Forex Groups - Tips on Trading

Related article:
http://bigpicture.typepad.com/comments/2007/11/the-panic-of-19.html

comments | Add comment | Report as Spam


"a match made in heaven" posted by ~Ray
Posted on 2008-01-16 01:22:59

== [adult swim] headquarters == Williams Street Culture challenge Discussion Action Show Suggestions Comedy Discussion == [adult swim] noise == Party desire It's 1999!! The Swim Archive The Hockey Chicken Archive 64)?64:this scrollHeight); overflow: hidden;">] instead i'm going to light a house on fire. i just painted that mother pink though. 64)?64:this scrollHeight); overflow: hidden;">]
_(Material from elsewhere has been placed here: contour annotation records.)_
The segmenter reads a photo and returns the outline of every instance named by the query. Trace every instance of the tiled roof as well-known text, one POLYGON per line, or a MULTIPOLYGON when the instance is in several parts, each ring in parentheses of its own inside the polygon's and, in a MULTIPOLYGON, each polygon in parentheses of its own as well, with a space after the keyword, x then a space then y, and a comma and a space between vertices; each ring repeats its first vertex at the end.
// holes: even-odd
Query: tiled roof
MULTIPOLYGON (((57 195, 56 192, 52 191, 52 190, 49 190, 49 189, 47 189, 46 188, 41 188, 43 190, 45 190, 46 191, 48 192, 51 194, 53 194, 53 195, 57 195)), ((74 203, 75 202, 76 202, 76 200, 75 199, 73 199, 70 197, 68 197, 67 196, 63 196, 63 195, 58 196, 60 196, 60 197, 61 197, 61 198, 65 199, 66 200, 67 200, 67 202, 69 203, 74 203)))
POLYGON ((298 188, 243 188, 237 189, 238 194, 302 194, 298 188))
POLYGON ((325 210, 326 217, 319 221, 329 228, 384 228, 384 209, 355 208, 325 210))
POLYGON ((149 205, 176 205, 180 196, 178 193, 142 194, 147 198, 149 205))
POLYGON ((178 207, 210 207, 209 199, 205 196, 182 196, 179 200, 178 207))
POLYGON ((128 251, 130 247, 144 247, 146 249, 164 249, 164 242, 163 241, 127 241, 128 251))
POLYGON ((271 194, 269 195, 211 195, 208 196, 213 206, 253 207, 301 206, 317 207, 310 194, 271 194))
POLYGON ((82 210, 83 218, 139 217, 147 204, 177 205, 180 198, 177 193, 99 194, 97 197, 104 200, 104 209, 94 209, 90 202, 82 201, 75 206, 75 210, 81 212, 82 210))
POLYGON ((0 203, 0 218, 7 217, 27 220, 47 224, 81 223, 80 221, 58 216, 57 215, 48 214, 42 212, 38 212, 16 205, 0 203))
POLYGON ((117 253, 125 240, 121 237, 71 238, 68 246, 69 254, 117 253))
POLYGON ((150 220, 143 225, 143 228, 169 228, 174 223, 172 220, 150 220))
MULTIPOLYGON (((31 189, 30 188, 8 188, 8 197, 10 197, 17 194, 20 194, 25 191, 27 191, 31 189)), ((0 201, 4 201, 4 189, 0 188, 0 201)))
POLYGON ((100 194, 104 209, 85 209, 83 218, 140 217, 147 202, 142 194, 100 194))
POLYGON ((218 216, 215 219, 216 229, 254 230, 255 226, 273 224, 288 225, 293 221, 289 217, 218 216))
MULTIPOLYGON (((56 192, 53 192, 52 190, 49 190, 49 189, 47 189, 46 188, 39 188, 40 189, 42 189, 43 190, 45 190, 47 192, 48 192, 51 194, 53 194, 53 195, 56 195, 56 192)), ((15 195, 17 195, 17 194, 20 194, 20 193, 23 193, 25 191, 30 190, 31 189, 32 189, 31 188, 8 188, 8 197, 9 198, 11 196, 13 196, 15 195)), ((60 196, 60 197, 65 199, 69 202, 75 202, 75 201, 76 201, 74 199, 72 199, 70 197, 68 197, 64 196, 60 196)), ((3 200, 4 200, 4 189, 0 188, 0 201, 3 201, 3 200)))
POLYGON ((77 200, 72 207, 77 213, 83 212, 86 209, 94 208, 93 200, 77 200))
Forex Groups - Tips on Trading

Related article:
http://boards.adultswim.com/adultswim/board/message?board.id=2&message.id=21836188#M21836188

comments | Add comment | Report as Spam


"a match made in heaven" posted by ~Ray
Posted on 2008-01-16 01:22:59

== [adult swim] headquarters == Williams Street grow challenge Discussion Action Show Suggestions Comedy Discussion == [adult swim] go == Party Like It's 1999!! The Swim Archive The Hockey Chicken Archive 64)?64:this scrollHeight); run out: hidden;">] instead i'm going to lighten a house on fire. i just painted that mother go though. 64)?64:this scrollHeight); overflow: hidden;">]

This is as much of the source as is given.